SuperMasters 2018
photo courtesy of Washington Chess Federation

SuperMasters 2018

mkkuhner
WCM mkkuhner
Mar 16, 2018, 11:35 PM |
7

This tournament popped up on the registration site without fanfare, but people like me who obsessively look at registrations quickly noticed that it was unusual.  Hit "sort by rating" and the numbers that bubbled up to the top were 2700, 2600, 2500.... While Seattle has a strong chess community, we don't have active grandmasters.  What was going on?

At the State Championship WCF head Josh Sinanan gave a brief announcement.  WCF was flying in GMs Andrey Gorovets, Julio Sadorra, and Yaroslav Zherebukh for the event, and they'd each give a talk on Thursday evening, followed by a blitz tournament so we could all have a shot at them.  (You can see at least a bit of all three GMs, along with Josh, in the top picture.  I am looking over my shoulder as if to say "Yikes!  Grandmasters!")

Even my spouse, who is not really a chessplayer, showed up for the talks.  The SCC was clogged with adults and kids, and the kids were overexcited and inclined to be rowdy.  GM Gorovets led off by asking us to solve puzzles, and he had trouble getting reasonable answers--some of the kids thought it was funny to shout out random bad moves.  He challenged us on an attacking tactic, and Vignesh rattled off a long variation.  He asked Vignesh' name, and Vignesh said "Bob the Builder!" to general consternation--the kids then spent several minutes trying to tell Gorovets what Vignesh' name actually was.  The combo was correct, though.  Vignesh has just gone up a hundred rating points in a burst, and you can see why....

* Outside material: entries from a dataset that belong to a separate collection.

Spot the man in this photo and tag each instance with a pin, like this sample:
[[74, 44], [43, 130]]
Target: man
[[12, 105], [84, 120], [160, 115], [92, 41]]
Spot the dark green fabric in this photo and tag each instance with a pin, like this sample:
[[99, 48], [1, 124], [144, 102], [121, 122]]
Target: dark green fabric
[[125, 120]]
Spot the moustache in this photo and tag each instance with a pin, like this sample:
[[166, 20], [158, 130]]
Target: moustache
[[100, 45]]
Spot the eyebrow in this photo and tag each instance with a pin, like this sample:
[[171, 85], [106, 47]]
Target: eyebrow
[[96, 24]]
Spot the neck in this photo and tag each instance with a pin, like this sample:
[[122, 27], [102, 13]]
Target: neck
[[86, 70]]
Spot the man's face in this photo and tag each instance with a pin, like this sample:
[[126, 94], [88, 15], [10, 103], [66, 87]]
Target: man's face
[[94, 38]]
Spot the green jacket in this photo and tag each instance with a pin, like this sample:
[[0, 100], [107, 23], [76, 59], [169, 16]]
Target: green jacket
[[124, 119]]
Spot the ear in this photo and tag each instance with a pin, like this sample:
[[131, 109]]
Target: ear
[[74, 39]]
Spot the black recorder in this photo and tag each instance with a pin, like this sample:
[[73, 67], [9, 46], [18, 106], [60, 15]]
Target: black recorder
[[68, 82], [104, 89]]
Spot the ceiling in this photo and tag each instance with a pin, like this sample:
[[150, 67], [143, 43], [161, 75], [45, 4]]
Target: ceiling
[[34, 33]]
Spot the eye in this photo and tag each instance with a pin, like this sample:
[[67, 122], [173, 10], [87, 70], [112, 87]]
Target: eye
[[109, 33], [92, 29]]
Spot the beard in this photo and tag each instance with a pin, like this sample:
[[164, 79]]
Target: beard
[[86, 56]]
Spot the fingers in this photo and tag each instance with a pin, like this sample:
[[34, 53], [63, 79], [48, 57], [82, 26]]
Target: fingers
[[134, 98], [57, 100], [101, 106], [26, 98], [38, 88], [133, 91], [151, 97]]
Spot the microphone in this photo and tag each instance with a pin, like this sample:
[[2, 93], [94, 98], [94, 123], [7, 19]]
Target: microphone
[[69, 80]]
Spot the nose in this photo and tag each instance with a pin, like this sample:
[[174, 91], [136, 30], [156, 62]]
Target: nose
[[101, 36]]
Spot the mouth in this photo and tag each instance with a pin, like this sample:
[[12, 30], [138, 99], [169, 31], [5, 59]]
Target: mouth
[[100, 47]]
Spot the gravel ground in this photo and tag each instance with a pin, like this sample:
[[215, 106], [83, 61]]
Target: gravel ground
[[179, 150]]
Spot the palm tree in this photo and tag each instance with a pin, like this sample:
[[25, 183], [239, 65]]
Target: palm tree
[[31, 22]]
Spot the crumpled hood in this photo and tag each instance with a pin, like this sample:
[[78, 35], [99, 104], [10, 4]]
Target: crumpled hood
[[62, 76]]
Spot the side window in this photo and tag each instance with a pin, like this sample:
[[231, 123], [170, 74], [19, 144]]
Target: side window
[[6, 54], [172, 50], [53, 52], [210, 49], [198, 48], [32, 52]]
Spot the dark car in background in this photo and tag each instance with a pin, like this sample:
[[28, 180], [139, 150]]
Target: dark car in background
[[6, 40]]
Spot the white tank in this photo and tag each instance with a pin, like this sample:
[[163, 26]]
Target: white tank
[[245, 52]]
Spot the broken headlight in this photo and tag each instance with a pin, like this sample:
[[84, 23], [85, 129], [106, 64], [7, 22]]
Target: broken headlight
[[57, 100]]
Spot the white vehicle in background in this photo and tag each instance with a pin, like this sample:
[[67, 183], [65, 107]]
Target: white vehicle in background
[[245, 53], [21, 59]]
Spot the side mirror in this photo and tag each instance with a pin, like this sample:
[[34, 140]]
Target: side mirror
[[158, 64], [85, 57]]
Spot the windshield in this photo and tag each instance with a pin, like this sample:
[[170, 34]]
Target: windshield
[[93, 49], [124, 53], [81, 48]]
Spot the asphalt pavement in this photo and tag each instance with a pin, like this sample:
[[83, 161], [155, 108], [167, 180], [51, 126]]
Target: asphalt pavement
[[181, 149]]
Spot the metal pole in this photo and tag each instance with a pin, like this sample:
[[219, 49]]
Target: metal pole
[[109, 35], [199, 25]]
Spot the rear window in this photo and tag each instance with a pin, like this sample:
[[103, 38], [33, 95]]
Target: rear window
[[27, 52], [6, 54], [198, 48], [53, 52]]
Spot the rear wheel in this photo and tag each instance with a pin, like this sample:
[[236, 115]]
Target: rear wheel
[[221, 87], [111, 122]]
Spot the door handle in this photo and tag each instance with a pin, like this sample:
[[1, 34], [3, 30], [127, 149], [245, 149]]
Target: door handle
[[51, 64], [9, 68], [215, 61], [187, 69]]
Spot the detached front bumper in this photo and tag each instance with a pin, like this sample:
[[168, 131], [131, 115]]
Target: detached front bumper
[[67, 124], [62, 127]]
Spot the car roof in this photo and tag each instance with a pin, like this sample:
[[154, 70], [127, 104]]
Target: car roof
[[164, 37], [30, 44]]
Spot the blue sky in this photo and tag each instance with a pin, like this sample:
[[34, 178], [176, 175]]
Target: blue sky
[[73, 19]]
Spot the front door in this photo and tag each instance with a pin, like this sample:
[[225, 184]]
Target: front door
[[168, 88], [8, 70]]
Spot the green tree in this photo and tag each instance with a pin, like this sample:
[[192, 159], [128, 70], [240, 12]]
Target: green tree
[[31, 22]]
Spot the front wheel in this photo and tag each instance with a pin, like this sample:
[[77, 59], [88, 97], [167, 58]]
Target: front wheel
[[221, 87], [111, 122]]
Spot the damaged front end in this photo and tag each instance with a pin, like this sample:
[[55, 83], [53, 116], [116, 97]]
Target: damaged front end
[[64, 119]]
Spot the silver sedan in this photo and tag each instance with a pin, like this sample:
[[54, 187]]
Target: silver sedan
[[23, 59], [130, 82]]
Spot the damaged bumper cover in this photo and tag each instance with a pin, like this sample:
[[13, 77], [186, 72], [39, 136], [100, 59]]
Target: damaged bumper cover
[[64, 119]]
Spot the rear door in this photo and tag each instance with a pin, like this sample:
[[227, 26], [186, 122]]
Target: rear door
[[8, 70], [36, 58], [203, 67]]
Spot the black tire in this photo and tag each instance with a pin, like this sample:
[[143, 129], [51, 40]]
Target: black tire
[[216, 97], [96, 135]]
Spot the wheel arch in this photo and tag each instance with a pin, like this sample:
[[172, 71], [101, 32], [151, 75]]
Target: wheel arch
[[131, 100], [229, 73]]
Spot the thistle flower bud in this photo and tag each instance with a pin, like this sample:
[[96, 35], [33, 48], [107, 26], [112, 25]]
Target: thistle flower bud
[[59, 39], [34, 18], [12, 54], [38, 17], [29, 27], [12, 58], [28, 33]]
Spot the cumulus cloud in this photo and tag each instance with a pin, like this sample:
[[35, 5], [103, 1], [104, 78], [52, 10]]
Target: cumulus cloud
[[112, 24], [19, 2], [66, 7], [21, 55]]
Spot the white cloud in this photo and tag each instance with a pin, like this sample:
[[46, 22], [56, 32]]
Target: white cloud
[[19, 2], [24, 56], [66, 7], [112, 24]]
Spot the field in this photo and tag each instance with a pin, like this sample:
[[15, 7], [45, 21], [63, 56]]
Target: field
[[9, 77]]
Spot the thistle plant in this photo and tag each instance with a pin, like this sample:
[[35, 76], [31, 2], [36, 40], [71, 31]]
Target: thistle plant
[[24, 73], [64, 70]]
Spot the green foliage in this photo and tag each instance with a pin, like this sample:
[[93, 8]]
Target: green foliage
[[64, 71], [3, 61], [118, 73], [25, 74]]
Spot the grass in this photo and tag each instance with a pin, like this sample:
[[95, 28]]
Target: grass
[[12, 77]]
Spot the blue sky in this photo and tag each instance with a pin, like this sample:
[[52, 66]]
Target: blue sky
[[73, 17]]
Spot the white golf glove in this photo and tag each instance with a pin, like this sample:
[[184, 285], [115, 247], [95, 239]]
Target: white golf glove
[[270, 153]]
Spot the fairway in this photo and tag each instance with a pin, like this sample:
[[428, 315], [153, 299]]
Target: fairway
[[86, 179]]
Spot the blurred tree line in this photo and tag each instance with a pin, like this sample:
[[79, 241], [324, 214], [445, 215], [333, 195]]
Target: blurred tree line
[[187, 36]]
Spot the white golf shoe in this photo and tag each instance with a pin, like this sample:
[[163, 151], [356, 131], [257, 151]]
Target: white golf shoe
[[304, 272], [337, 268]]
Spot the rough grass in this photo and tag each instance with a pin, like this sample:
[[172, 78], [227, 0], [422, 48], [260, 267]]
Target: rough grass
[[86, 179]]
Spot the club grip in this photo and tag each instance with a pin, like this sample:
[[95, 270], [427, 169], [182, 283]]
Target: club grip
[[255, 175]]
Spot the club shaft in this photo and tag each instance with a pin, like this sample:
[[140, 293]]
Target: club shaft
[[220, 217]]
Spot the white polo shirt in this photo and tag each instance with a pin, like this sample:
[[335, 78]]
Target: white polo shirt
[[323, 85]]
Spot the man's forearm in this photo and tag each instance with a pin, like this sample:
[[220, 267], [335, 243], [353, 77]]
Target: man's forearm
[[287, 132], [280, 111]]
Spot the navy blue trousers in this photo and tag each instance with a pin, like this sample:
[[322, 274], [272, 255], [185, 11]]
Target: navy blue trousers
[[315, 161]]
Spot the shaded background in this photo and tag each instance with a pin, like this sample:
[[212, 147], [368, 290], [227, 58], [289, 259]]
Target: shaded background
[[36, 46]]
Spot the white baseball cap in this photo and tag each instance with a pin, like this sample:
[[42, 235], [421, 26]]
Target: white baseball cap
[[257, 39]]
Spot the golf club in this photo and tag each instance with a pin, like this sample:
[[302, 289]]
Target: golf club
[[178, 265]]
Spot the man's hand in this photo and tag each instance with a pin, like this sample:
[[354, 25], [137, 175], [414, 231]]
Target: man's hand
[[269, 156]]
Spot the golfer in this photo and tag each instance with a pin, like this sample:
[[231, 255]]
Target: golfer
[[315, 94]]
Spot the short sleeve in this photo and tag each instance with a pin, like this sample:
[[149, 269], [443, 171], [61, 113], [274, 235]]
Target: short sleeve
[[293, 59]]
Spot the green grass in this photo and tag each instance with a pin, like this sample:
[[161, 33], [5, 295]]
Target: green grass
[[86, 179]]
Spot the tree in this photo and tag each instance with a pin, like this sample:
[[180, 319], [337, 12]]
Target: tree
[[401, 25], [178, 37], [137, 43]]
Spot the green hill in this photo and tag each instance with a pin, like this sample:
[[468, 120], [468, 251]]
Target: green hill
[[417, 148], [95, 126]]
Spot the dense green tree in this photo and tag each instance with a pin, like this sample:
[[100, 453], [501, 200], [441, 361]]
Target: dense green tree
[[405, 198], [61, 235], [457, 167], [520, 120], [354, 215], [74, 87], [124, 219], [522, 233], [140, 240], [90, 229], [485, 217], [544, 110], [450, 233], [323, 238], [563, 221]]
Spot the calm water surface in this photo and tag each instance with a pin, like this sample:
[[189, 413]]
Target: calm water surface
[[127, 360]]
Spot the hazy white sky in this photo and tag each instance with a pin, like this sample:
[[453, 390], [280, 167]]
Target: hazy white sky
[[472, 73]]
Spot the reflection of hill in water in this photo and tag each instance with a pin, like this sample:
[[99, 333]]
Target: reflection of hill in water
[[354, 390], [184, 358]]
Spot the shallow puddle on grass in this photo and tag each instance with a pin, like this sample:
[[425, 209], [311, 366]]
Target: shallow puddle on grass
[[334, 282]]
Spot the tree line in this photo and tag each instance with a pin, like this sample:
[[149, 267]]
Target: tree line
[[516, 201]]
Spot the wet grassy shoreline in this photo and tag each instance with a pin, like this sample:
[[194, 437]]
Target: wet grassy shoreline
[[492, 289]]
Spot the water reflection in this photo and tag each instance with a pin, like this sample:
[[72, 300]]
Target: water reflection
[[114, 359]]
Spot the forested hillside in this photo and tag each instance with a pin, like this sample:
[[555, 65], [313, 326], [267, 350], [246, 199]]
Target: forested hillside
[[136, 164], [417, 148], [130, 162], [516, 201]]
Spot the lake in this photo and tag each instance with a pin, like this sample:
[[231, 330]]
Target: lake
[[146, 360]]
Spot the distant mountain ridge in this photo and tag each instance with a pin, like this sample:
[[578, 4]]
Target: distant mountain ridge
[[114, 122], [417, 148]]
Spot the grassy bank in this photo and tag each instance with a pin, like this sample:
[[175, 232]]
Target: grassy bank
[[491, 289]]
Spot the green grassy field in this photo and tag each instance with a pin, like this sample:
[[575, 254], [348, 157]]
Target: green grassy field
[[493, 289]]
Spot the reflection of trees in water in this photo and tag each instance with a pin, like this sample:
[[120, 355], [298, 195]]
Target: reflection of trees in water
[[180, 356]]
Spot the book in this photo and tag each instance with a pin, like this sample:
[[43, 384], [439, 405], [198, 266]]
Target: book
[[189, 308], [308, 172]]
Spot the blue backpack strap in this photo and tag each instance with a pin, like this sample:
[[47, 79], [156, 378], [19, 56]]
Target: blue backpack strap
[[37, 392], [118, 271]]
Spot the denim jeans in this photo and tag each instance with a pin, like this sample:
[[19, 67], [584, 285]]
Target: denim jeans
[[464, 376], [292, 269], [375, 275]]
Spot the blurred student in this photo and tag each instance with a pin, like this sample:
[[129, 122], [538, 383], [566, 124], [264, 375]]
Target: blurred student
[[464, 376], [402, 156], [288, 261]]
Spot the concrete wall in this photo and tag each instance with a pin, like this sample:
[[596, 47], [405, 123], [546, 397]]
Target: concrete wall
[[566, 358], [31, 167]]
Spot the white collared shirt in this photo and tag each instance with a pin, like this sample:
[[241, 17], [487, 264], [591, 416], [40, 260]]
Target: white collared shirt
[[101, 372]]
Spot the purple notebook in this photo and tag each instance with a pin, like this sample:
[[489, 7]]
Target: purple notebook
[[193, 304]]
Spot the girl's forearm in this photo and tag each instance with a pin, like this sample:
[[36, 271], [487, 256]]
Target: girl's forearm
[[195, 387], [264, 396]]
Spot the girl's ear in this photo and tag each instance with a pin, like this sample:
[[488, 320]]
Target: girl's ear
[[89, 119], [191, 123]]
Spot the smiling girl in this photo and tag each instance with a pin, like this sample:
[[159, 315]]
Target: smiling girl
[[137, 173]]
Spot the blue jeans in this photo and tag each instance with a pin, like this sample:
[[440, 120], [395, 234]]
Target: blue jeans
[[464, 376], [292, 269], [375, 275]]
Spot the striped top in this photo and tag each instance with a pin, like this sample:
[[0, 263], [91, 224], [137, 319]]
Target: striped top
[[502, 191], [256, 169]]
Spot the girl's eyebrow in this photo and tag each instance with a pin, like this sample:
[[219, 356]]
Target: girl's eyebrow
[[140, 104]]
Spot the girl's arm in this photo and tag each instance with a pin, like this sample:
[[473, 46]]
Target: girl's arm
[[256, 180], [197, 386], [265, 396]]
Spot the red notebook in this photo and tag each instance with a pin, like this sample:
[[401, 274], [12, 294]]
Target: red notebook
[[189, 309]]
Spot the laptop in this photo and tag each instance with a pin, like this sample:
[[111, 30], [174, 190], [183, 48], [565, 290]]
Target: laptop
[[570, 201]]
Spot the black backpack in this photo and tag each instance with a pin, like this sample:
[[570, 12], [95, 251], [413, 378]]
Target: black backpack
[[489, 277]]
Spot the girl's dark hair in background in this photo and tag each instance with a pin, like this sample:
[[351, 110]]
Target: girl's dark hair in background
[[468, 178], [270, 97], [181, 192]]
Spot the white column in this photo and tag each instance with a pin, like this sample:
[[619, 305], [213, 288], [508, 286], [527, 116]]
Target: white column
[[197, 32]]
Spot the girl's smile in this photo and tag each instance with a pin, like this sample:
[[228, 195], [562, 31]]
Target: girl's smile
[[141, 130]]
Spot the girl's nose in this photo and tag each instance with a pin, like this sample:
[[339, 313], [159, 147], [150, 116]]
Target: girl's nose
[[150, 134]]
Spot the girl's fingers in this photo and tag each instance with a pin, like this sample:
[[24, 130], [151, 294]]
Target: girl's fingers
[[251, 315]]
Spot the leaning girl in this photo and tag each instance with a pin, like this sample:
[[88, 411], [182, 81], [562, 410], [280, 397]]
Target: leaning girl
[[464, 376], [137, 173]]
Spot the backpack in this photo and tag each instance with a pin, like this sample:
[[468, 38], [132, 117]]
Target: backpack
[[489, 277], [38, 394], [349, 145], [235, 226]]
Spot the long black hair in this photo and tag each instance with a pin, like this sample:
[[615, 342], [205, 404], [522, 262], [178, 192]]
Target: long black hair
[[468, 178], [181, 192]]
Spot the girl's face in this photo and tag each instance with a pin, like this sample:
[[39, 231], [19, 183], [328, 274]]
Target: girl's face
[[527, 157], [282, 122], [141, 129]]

The best puzzle was a composed problem in which White's two knights chase Black's king completely around the board, back to the starting position:  it is thus a draw by threefold repetition in 45 moves.  He challenged us to write down the first 15 after seeing it demonstrated once.  The kids struggled mightily with this, though it didn't seem that hard to me (I didn't have a pen, so maybe I'm kidding myself).

GM Sadorra had an easier time getting the crowd's attention.  He showed some nice attacking games, emphasizing basic principles like "Bring all your pieces to the party" and "Don't allow distracting counterplay."  They're not so simple in actual play, as we found when we suggested moves.... I found one key move and was somewhat pleased with myself, but the ability of young players to rattle off whole continuations never fails to dismay me.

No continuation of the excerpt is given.